09/06/2021 CH(21)02: Regulation changes for the end of the Transition Period

Changes to import requirements

From 30 June 2021, licensed centres in GB:

• Will import and export under GD0006(GB) version 9, or under the Special Direction scheme;
• Will need pre-approval through their HFEA issued ITE import certificates, for gamete and embryo imports from suppliers in third countries. After 30 June 2021, all countries outside of the UK, including those in the EEA, are considered third countries; and
• Will be able to import and export freely from/to NI, though a centre in NI receiving gametes or embryos from GB will need approval via their ITE import certificate from 31 December 2020 onwards.

From 31 December 2020, licensed centres in Northern Ireland:

• Will import and export under a new GD0006(NI) version 1, or under the Special Direction scheme; and
• Will need pre-approval through their ITE import certificates, for gamete and embryo imports from countries outside the EEA, including for movements from GB to NI from 31 December onwards.

Please use this flowchart to identify whether an ITE import certificate application is required.

The ITE import certificate application form is held in the licensing applications function in the centre-restricted area of the Clinic Portal. Please see this page for guidance on how to complete the import application form and for Frequently Asked Questions.

Changes to Special Direction application forms

Amendments have been made to Special Direction documents, which clinics must use to apply to the HFEA for Special Directions for an import or export of gametes or embryos where the requirements of the relevant version of General Directions 0006 cannot be met. More information can be found on this page on the Clinic Portal.

The Special Direction application form is available as an electronic format in the centre-restricted area of the Clinic Portal.
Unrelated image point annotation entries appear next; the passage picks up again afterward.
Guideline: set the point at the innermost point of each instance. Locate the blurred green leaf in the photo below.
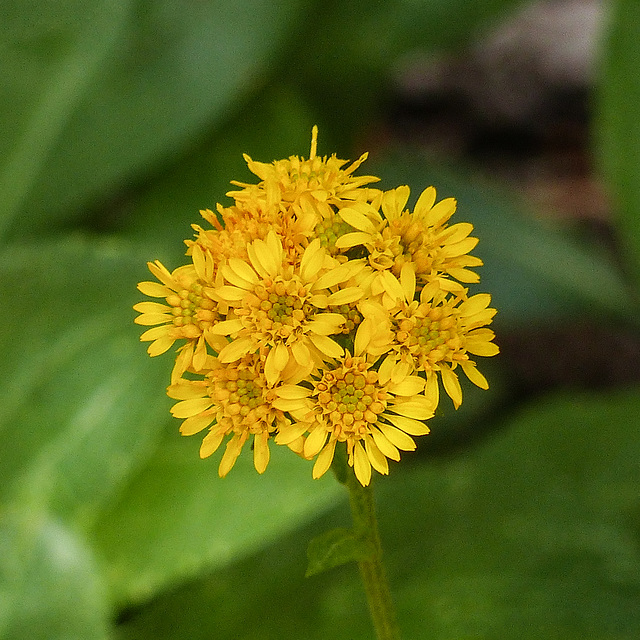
(336, 547)
(49, 586)
(618, 122)
(179, 66)
(532, 535)
(82, 403)
(356, 45)
(49, 54)
(534, 271)
(275, 124)
(178, 517)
The Special Direction application, must be accompanied by a completed Further Information Form, the version used being specific to the version of General Direction 0006 acting on the planned transport:

Further Information Form for GD0006(GB) version 9: For centres in Great Britain (i.e. England, Scotland or Wales) transporting gametes and/or embryos after 30 June 2021;

Further Information Form for GD0006(NI) version 1: For centres in Northern Ireland transporting gametes and/or embryos after 31 December 2020.

Traceability of reproductive cells 

After 31 December 2020 centres in Northern Ireland must continue to use the Single European Code (SEC) in the normal manner. Centres in England, Scotland and Wales can stop using the SEC if they wish to, though they must continue to comply with Licence Condition requirements relevant to traceability and the labelling of vessels containing gametes and embryos.
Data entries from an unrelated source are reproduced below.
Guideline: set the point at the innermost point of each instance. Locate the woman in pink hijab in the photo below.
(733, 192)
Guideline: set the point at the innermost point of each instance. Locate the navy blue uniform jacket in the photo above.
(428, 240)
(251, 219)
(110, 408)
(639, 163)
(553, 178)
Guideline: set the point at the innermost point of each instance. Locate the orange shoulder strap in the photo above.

Regulation in Northern Ireland

From 11 pm on 31 December 2020, HFEA licensed centres in Northern Ireland (NI) will, under the Northern Ireland Protocol, remain under an EU regulatory structure as well as the HF&E Act 1990 (as amended). The HFEA will be the ‘competent authority’ in Northern Ireland (CA-NI) for fertility sector regulation and will continue to report to the EU regarding the fertility sector in NI.
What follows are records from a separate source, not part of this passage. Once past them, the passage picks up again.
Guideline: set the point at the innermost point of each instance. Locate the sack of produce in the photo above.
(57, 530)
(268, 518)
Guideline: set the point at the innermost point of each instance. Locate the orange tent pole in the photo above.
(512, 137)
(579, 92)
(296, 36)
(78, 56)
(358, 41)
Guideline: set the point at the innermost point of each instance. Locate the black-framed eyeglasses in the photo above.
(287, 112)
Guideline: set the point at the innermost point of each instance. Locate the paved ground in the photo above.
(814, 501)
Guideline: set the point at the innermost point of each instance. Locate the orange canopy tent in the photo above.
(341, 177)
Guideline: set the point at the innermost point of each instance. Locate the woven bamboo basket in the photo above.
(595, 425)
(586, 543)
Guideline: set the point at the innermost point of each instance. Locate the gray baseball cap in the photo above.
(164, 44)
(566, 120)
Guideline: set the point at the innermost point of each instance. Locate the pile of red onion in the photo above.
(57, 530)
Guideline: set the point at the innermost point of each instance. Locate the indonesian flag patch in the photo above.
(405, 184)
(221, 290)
Licensed centres in England, Scotland and Wales (i.e. in Great Britain) will be regulated by the HFEA against the HF&E Act 1990 (as amended). HFEA activities in Great Britain will not be considered by the EU as being those of a ‘competent authority’. The HFEA will also no longer report to the EU on the activities of licensed centres in England, Scotland and Wales.

The CA-NI function of the HFEA will be delivered by a sub-group of HFEA staff with designated roles providing to the CA-NI function. Those staff will also have roles in the HFEA regulation of the fertility sector in Great Britain.

The regulatory schemes applied in Great Britain and NI will initially be virtually the same, except in a few areas (gametes and embryo movements, use of the SEC, medical device conformity) resulting from the effects of the Northern Ireland Protocol. Divergence in the schemes may occur in future but since guarding the quality and safety of gametes and embryos used in patient treatment is at the centre of both schemes, the rate of divergence is likely to be very slow. The sub-group of staff forming the CA-NI function will be well versed in any differences between the regulatory schemes.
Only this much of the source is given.